Wort zum Sonntag


Gottes Güte und Erbarmen gilt allen Menschen

Pfarrer Hans D. Daubner
Pfarrer Hans D. Daubner
„Du aber, unser Gott, bist gütig, wahrhaftig und langmütig; voll Erbarmen durchwaltest du das All.“(Weish. 15,11)

En sonderbarere Spruch? Oder ein alltäglicher Spruch? So könnte man nach dem ersten Lesen fragen. Wer dem Ursprung dieser Worte nachgehen möchte, könnte Schwierigkeiten bekommen, stehen sie doch im Buch der Weisheit, das wiederum nicht in jeder Bibelausgabe zu finden ist. Das Buch der Weisheit gehört zu den griechisch abgefassten Apokryphen (auch Spätschriften des Neuen Testaments genannt).
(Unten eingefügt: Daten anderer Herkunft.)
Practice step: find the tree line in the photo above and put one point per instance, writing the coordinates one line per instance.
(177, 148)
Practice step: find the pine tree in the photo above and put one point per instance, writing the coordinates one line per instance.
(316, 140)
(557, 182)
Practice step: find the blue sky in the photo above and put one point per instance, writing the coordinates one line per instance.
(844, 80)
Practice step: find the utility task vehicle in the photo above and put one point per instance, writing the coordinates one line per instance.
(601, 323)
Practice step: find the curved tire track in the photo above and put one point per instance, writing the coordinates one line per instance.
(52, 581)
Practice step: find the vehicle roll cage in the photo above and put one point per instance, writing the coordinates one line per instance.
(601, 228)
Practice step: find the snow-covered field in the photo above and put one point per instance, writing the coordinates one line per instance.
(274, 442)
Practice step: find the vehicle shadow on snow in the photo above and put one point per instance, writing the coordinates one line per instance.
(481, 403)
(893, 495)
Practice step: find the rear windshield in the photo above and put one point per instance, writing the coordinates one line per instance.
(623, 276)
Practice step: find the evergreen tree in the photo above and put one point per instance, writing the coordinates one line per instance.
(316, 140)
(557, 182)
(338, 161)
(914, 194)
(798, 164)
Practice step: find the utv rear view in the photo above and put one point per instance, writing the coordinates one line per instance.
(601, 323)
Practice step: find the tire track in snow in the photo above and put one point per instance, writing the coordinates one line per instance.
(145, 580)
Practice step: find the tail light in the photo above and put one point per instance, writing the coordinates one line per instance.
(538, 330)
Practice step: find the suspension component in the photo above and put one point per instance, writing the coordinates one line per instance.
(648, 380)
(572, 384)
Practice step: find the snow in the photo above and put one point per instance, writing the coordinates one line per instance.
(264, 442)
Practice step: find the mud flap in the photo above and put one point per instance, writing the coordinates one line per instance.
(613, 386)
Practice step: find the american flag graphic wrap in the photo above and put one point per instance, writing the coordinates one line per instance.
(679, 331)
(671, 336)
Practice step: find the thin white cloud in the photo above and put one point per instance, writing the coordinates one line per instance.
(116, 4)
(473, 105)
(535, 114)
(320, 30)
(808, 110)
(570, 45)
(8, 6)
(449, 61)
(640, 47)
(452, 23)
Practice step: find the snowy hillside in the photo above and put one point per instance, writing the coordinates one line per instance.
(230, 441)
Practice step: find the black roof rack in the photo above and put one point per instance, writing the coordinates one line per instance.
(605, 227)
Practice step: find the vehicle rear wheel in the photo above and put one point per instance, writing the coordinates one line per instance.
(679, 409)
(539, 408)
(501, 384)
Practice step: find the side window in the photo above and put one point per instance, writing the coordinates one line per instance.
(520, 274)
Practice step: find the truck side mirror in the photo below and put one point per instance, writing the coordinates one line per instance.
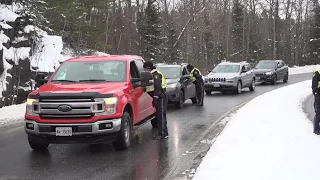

„Du aber, unser Gott, bist gütig, wahrhaftig und langmütig . . .“

Ein Loblied auf die Güte und das Erbarmen Gottes. Der unbekannte jüdische Weisheitslehrer, der da schreibt, nahm dafür die Autorität des großen israelitischen Königs Salomo in Anspruch. Hauptinhalt seiner Schrift ist, Weisheit als Gabe Gottes aufzuzeigen, die dem Menschen hilft, sein Leben nach dem Willen Gottes zu führen und zu ordnen. Dazu gehört, auf Gottes Wort zu hören, und vor allem nicht in den Götzendienst zu verfallen. Dabei sollte vor allem die dankbare Erinnerung an die Wundertaten Gottes, an die Befreiung des Volkes Israel aus der ägyptischen Knechtschaft, an die wunderbare Führung durch die Geschichte das Leben und den Glauben der Menschen bestimmen. Gottes Zusage an sein Volk galt nicht nur damals in der historischen Situation des Auszugs. Sie gilt auch heute noch, in Form seiner Güte und seines Erbarmens den Menschen.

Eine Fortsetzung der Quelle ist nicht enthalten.